The emocha Mobile Health program gave physicians remote access to tuberculosis patients.
Directly observed therapy (DOT) has become a crucial asset in caring for deadly, infectious diseases such as tuberculosis (TB). In fact, many US public health departments have made DOT a required practice for physicians and patients with TB.
Such is the case in Harris County, TX. According to the US Center for Disease Control and Prevention (CDC), the Texas Department of State Health Services (DSHS) uses public funding for TB surveillance, prevention, and control methods within 8 health service regions, 31 local health departments, and 4 binational TB projects.
When Hurricane Harvey passed through Dallas and Harris County at-large in late August, the Category 4 major hurricane forced week-long closures of several local health departments and displaced patients from their physicians.
According to a CDC Morbidity and Mortality Report, representatives from Texas reported a nearly perfect patient treatment adherence rate for TB medication in the Harris County region in that span of time — a rare feat regardless of weather conditions.
Baltimore, MD-based health technology company emocha Mobile Health provides video DOT technology that remotely allows physicians to check off on patients’ treatment adherence. One such program in Harris County had enrolled 61 patients with TB prior to the hurricane’s landfall.
Among that population, 59 (97%) were properly located and monitored, and not one of them missed any medication doses.
Sebastian Seiguer, chief executive officer of emocha, told MD Magazine that each patient was prescribed about a months’ worth of TB therapy prior to the hurricane. No doses were missed by the 59 located patients.
“I mean 100% — that’s a really big deal,” Seiguer said. “There are very, very few situations where you can accomplish such a number. That’s really a fantastic number.”
The emocha patient population were among 282 high-priority TB patients tracked by local and state officials during the hurricane. At the time, 30 had been diagnosed with TB, and 31 had latent TB infection.
The telehealth-based response to public health agencies affected by the storm came from lessons learned in previous hurricanes, according to the CDC’s report.
“Whereas approximately half of the TB patients in New Orleans, Louisiana, fled the state during Hurricane Katrina, TB patients in Texas during Hurricane Harvey typically remained close to their usual residence,” the report read.
Seiguer called Harris County public health system “pioneers in the system” of emocha, having used the service for over 3 years now. Though telehealth is often susceptible to more praise in the case of emergency situations, Seiguer credited Texas agencies for their preparedness.
“They had the same situation in late 2014, with flooding in the region,” Seiguer said. “Being prepared and being really excellent in regards of technology is what really sets you up for success in tough situations, and the state of Texas did a really great job here.”
Emocha’s asynchronous video DOT service has obvious benefits for patients with infectious disease: the remote surveillance of physicians ensures patients’ family members or loved ones do not have to aid or oversee treatment administration, and cause risks for either party.
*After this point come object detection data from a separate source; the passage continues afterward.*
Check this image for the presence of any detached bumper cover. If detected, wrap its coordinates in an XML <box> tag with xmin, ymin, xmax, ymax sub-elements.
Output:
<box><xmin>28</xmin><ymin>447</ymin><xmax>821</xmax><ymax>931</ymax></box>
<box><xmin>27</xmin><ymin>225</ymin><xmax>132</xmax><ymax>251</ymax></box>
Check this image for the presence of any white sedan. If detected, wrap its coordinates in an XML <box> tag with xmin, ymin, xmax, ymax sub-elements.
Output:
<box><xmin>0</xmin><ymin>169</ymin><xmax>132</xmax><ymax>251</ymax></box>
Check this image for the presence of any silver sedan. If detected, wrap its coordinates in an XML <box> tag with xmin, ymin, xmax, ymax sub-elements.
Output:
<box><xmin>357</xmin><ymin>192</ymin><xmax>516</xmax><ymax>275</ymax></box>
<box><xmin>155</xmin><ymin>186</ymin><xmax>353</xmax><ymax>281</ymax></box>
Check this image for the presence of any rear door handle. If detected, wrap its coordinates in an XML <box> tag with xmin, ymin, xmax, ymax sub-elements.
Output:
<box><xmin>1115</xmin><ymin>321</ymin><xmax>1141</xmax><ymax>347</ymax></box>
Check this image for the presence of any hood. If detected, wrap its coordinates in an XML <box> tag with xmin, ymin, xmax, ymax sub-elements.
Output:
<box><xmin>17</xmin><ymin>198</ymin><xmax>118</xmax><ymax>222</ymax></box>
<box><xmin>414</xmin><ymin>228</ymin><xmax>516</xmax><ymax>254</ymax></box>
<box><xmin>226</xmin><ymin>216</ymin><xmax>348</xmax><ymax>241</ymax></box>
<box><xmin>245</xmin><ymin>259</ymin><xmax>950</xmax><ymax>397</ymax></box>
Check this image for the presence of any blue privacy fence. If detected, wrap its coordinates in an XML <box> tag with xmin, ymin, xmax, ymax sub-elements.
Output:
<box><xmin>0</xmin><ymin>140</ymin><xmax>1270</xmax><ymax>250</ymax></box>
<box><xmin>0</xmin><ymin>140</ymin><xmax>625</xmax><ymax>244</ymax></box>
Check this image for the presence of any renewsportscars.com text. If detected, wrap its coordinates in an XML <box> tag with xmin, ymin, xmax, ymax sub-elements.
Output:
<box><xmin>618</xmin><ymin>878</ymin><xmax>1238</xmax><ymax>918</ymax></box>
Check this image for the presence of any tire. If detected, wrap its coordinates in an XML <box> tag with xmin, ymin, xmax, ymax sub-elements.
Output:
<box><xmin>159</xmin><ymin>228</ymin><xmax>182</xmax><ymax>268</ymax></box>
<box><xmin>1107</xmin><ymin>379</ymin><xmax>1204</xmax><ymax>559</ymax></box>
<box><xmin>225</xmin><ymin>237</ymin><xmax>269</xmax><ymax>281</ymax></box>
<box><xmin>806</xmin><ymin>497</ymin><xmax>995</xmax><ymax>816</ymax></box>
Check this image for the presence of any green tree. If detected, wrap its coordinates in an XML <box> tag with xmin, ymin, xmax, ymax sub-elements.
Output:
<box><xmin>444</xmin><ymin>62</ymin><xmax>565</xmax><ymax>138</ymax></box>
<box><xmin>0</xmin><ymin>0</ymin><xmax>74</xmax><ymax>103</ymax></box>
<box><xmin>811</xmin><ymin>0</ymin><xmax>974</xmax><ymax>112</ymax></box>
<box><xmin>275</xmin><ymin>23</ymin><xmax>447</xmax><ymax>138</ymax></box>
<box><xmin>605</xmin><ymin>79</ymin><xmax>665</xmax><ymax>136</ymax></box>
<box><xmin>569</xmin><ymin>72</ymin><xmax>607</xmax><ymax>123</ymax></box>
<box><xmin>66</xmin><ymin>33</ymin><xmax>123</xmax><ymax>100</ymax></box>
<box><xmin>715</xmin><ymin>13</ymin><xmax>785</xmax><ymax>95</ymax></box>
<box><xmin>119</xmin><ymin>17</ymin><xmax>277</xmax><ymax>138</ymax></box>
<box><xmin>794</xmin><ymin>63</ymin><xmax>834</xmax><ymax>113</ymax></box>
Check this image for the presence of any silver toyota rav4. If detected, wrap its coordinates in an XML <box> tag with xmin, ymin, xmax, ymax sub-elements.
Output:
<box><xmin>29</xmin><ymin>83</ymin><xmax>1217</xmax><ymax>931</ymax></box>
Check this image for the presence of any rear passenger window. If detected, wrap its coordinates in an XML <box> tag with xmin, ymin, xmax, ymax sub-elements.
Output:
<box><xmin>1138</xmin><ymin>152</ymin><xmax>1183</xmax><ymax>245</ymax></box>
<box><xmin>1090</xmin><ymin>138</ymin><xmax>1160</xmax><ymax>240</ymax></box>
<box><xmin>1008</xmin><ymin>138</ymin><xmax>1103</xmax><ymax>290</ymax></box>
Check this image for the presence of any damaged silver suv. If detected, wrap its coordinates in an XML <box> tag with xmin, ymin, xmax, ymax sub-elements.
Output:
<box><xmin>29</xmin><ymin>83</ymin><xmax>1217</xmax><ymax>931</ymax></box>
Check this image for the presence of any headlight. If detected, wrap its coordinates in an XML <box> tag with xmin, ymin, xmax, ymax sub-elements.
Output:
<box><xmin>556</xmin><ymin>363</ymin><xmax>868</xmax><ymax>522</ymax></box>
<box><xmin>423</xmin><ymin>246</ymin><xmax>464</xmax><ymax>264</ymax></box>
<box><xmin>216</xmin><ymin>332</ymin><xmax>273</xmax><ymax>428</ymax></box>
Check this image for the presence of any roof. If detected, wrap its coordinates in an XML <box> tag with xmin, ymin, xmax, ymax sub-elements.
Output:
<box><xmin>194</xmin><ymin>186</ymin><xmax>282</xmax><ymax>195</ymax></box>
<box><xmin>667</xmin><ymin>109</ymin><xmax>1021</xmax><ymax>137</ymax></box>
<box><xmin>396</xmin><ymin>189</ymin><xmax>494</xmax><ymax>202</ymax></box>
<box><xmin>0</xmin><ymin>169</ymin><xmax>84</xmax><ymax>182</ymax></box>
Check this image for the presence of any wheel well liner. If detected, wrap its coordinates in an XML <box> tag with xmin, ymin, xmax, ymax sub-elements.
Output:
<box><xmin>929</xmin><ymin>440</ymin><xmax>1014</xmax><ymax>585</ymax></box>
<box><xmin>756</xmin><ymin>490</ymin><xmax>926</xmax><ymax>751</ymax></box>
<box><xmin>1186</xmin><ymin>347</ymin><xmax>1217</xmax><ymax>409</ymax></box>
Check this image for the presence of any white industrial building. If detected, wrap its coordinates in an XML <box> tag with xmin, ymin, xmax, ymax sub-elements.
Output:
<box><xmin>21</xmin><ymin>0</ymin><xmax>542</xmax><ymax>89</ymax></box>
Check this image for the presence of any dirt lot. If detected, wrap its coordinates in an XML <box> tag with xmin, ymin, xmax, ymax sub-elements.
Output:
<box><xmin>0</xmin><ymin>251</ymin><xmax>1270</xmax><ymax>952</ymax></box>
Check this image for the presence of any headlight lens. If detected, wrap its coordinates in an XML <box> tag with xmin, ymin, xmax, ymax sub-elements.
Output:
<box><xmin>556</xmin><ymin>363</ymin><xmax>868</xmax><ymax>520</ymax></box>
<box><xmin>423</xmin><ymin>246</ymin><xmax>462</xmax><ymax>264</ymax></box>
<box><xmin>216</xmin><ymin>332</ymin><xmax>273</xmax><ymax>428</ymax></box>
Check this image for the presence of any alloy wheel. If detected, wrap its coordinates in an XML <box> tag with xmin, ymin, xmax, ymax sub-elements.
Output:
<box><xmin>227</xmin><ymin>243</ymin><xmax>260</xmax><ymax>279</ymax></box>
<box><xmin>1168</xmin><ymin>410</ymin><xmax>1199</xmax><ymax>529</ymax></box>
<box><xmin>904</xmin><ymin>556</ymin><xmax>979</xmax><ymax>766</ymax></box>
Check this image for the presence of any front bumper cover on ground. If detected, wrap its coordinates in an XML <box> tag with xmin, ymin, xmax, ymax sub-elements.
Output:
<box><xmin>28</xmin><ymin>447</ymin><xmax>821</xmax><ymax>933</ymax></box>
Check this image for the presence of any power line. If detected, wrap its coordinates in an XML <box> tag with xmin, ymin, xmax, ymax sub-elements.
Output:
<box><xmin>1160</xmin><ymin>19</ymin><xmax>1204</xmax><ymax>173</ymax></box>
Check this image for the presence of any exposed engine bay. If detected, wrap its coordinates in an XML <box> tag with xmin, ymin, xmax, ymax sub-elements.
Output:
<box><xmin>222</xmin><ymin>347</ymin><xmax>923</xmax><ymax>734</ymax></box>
Though its advantages are doubly in the wake of weather emergencies, Seiguer imagines the technology can bolster even an asthma patient’s treatment adherence on a sunny day.
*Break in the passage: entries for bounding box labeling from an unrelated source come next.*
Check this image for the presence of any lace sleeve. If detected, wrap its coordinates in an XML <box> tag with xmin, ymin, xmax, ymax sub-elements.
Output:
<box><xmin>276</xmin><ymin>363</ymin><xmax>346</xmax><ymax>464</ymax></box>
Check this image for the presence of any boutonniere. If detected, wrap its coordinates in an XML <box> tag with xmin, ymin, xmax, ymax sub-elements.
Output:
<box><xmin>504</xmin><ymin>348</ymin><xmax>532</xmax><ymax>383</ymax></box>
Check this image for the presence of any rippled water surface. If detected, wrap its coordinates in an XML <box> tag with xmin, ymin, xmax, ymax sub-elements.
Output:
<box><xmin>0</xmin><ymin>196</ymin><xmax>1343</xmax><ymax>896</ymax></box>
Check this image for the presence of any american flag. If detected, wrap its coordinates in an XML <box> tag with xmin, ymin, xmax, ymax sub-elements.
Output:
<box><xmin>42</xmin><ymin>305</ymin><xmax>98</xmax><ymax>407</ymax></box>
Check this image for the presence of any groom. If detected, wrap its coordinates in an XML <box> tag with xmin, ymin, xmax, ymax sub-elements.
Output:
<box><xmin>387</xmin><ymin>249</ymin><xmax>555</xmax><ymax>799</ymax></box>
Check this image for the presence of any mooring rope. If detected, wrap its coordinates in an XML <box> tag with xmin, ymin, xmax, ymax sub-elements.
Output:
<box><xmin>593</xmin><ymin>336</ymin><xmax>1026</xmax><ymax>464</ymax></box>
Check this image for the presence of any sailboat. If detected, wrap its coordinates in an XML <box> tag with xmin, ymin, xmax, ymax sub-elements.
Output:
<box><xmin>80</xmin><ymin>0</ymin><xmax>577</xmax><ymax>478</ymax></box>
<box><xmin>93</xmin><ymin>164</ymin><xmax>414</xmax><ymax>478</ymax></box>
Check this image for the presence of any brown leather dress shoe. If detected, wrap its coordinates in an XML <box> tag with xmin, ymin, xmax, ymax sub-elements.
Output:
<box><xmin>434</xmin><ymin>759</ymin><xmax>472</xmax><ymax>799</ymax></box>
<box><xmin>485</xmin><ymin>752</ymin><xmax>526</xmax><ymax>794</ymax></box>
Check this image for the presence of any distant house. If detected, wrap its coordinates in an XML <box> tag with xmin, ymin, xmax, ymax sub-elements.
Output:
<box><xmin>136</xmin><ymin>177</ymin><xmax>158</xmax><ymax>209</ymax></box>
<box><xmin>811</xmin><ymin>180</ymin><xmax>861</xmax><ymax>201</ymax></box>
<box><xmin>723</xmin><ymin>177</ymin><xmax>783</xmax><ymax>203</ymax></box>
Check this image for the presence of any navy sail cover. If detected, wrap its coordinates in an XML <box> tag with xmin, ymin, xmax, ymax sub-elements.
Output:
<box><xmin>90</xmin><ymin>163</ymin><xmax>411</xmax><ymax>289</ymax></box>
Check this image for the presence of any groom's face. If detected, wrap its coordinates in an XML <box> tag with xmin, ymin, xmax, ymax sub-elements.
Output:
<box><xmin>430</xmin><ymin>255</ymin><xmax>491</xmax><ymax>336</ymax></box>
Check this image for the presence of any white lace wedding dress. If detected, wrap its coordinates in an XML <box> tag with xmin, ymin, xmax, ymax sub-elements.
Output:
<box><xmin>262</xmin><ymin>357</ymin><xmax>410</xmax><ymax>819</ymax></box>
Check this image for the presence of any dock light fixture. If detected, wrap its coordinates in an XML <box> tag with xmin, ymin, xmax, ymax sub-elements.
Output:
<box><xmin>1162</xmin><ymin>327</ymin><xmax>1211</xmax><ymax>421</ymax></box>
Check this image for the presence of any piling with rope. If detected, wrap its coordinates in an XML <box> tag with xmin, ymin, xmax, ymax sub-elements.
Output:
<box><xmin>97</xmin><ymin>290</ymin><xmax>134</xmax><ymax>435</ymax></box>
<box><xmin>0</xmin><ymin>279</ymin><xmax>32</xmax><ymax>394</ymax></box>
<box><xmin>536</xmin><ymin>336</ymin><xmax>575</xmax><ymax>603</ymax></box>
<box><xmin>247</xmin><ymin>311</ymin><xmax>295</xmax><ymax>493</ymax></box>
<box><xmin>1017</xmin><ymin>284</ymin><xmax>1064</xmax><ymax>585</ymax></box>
“In the really extreme situations, the necessity and the utility comes out,” Seiguer said. “But I think the rates of adherence across the board are low — whether it’s diabetes, asthma, hepatitis, tuberculosis. What we see with such a technology is the ability to take a technique, and scale it across the board.”
Aside from aiding in the wake of Hurricane Harvey, the emocha system has been used in ensuring remote DOT for patients undergoing opioid addiction therapy, and for gauging patients susceptible to the Ebola virus after visiting Africa during the 2014-15 outbreak, Seiguer said.
But he believes it could serve a larger purpose, noting that the US health care system spends about $400 billion annually on medicine, despite nonadherence issues.
“It saves a lot of time and resources for everyone involved,” Seiguer said.